Sulla formazione professionale si sceglie il rinforzo dei Fondi Paritetici Interprofessionali nella formazione dei lavoratori in cassa integrazione. Tali Fondi possono finanziare piani formativi di incremento delle competenze dei lavoratori destinatari di integrazioni salariali in costanza di rapporto. Simili iniziative possono essere cofinanziate dalle Regioni nell’ambito delle rispettive misure di formazione e politica attiva del lavoro. E’ stabilito il rimborso del versamento (art. 1, c. 722, l. 190/2014), previo monitoraggio dei percorsi formativi realizzati in favore dei lavoratori in cassa integrazione, ai Fondi Interprofessionali che finanziano i predetti piani formativi.

Politiche attive dal 2022

Il tema delle politiche attive viene toccato in più ambiti, ad esempio per i lavoratori destinatari di CIGS. Il programma GOL è esteso ai lavoratori in CIGS con accordo di transizione occupazionale. Vengono promossi patti territoriali per governare le transizioni occupazionali. Concessi incentivi all’assunzione di lavoratori in CIGS con accordo di transizione occupazionale; riconosciuto un contributo monetario al datore di lavoro che assume un lavoratore in CIGS con accordo di transizione occupazionale; possibilità di assumere lavoratori in CIGS con accordo di transizione occupazionale in apprendistato professionalizzante senza limiti di età.

I lavoratori autonomi beneficeranno parimenti di vantaggi nelle politiche attive: estensione del programma GOL per i lavoratori autonomi che chiudono la partita IVA; implementazione dello sportello del lavoro autonomo presso i Centri per l’impiego; promozione di convenzioni tra CPI, ordini professionali e associazioni di rappresentanza del lavoro autonomo al fine di formare all’autoimprenditorialità e promuovere le transizioni occupazionali nel lavoro autonomo e professionale.

Incentivi all’occupazione dal 2022

La Legge di bilancio prevede che l’esonero contributivo già dedicato alle stabilizzazioni dei giovani under36 sia riconosciuto alle imprese che assumono a tempo indeterminato lavoratori, a prescindere dai limiti di età, di aziende per le quali è attivo un tavolo di confronto per la gestione delle crisi aziendali presso la struttura per la crisi d’impresa. Consiste nell’azzeramento (sgravio del 100%) dei contributi per 36 mesi (3 anni), entro un limite di 6mila euro annui.

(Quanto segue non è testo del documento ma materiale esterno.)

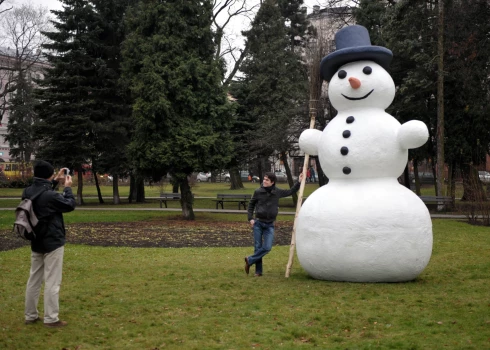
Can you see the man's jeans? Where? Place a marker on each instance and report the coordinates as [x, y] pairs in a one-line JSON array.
[[263, 239], [47, 267]]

Lungo tutto il 2022, per i contratti di apprendistato formativo di primo livello per la qualifica e il diploma professionale, il diploma di istruzione secondaria superiore e il certificato di specializzazione tecnica superiore, stipulati nell’anno, è riconosciuto ai datori di lavoro che occupano alle proprie dipendenze un numero di addetti pari o inferiore a nove, uno sgravio contributivo del 100 per cento con riferimento alla contribuzione dovuta, per i periodi contributivi.

Sempre in ambito incentivi all’occupazione, gli interventi legislativi operati con la Legge n. 234/2021 danno specifico sostegno alla costituzione di cooperative di lavoratori, al fine di garantire la continuità produttiva e i livelli occupazionali delle imprese: i lavoratori che dal gennaio 2022 costituiscono società cooperative (c.d. “operazione di workers buyout”) sono esonerati dal versamento del 100% dei contributi previdenziali a carico dei datori di lavoro nel limite massimo di 6000 euro. Inoltre, è previsto il riconoscimento – ai lavoratori in CIGS con accordo di transizione occupazionale che costituiscono una cooperativa a seguito di un’operazione di workers buyout – di un contributo monetario.

La ridefinizione delle politiche attive del lavoro interessa anche gli under 29: ai Centri per l’impiego vengono assegnate risorse per attività connesse all’attuazione delle sopraccitate politiche in favore dei giovani di età compresa tra i 16 e i 29 anni, non occupati né inseriti in un percorso di studio o formazione (Neet).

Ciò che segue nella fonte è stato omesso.